[Over the next few days I’ll be writing a series of posts that highlight a new indexing solution by Jonathan Rochkind and myself called
traject that we’re using to index MARC data into Solr. This is the introduction.]
Wow. Six months since I posted here. What have I been doing?
Well, mostly parenting, but in the last few weeks I was lucky enough to get on board with a project started by Jonathan Rochkind for a new JRuby-based tool optimized for indexing MARC data into solr. You know, kinda like solrmarc, but JRuby.
What’s it look like?
I encourage you to take a look at a little sample setup I put together for instructional purposes. It’s based on the HathiTrust catalog indexing scheme and shows off about 85% of what
traject can do. Clone it and go through the README and the two indexing files to get a taste of how things are put together.
Real quickly, though, here’s a sample configuration file to pull out the ID, title, and authors (if any) out of a file of MARC records and send them to a file as JSON object, one record per line (i.e., newline-delimited JSON)
# we'll pretend this file is called 'sample.rb' require 'traject' require 'traject/marc_reader' require 'traject/json_writer' # It's just ruby, so I can have comments! # Here we set up which reader/writer to use and so on settings do provide "reader_class_name", "Traject::MarcReader" provide "writer_class_name", "Traject::JsonWriter" provide "output_file", "basics.ndj" provide 'processing_thread_pool', 3 end # It's *still* just ruby, so I can declare a variable! idfield = '001' # ...and then use it to find the ID to_field "id", extract_marc(idfield, :first => true) # Now the other data to_field "title", extract_marc('245') to_field "author", extract_marc('100abcd:110abcd:111abc') # You'd run this as: # traject -c sample.rb myfile.mrc
That’s simplistic, of course, but it should drive home the point that we strove to make sure traject makes the easy stuff easy. For a more complex example, look at the heavily-annotated index.rb file in the sample project.
Why use (or move to) traject?
After a year or so of struggling with solrmarc (often due to my lack of Java-fu), and then even more years after that using my own, home-grown marc2solr, the things I most wanted were the ability to decouple the various components from each other, rely on code instead of configuration, and basically just know that I can up the complexity of my code without paying an enormous price.
I’m fast wtih Ruby. And the architecture of
traject allows me to easily build and test my transformations in isolation, with tools I’m good with, with debugging output that’s easy to read or process by machine or inspection.

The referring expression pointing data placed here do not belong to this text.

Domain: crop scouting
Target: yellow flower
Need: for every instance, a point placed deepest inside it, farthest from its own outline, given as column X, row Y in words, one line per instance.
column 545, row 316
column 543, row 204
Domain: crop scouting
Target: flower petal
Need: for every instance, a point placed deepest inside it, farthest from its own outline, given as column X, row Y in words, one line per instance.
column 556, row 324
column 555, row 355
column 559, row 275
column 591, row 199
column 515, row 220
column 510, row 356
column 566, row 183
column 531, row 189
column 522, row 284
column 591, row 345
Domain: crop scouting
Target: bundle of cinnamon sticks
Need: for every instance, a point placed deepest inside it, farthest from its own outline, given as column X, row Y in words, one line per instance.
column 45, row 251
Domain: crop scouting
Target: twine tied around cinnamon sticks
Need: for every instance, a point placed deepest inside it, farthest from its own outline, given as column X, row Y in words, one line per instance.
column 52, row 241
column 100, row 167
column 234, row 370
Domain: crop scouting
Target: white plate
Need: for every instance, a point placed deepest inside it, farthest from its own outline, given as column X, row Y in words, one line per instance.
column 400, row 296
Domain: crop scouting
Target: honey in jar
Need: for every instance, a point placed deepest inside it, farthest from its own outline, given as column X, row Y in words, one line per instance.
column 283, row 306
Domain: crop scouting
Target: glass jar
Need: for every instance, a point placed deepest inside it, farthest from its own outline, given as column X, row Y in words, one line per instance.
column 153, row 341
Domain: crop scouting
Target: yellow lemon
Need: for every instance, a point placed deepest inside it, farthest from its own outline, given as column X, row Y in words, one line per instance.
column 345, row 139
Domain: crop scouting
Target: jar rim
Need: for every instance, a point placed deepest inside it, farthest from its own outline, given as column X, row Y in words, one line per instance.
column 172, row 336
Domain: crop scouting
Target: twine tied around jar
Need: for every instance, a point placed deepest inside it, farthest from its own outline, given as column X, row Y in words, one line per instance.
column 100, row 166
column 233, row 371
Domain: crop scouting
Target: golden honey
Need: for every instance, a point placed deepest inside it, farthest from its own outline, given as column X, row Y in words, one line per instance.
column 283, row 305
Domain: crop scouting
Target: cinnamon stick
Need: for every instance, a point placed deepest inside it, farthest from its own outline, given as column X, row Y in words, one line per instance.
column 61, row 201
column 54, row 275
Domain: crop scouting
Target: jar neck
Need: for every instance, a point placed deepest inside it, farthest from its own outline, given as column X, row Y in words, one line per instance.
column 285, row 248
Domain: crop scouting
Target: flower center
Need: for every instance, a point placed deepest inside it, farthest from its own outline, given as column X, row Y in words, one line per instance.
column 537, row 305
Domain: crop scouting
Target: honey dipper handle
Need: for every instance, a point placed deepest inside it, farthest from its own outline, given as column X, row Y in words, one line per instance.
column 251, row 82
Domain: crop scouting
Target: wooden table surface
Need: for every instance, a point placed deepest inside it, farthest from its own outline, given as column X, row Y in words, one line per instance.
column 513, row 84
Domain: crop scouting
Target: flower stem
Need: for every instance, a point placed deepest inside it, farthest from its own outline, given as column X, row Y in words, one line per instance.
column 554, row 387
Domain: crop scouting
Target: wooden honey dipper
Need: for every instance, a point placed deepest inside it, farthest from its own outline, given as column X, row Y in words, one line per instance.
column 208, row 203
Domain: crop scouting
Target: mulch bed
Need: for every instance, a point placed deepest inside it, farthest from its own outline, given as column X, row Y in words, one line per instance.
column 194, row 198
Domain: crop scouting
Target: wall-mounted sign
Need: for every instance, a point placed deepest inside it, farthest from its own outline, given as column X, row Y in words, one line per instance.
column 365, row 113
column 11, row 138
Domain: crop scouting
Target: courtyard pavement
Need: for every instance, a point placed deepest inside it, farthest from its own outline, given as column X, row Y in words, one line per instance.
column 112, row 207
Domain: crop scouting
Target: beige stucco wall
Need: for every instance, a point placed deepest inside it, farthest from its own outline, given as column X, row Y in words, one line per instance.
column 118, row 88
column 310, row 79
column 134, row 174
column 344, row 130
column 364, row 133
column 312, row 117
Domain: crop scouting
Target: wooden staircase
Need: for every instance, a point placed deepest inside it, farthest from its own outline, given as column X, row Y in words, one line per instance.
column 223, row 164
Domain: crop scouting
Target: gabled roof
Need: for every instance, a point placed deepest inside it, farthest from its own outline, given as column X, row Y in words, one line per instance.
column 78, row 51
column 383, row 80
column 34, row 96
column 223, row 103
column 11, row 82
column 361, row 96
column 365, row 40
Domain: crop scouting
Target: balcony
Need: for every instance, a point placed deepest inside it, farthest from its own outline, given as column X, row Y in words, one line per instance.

What does it have out of the box?
traject has that my previous system didn’t is, well, years of struggling with my previous system. I’ve learned a lot about what I need, what needs to be easy, and how I want to think about indexing.
The nature of
traject is that “a reader” sends “a record” to “an indexer” which produces a key=>value hash and sends that to “a writer.” Obviously, this is a pretty abstract setup; it’s not hard to see how it could be used for all sorts of transformations (e.g., I’m already thinking about a simple gem that would provide macros to index CSV or tab-delmited files into Solr. Or maybe going to/from a database).
But Jonathan and I are, mostly, stuck dealing with MARC data and Solr. So here’s what we get:
Readers: MARC readers for MARC21 binary and MARC-XML based on both ruby-marc and marc4j (the latter allowing you to deal with encoding transformations and the like). An NDJ reader (for one marc-in-json structure per line in a file — that’s what we use in for the HathiTrust). And we’ve already got a couple gems for people with other needs: traject_alephsequential_reader for those that need to deal with AlephSequential, and Jonathan’s new horizon reader for efficiently pulling records right out of your Horizon ILS, if you happen to run one.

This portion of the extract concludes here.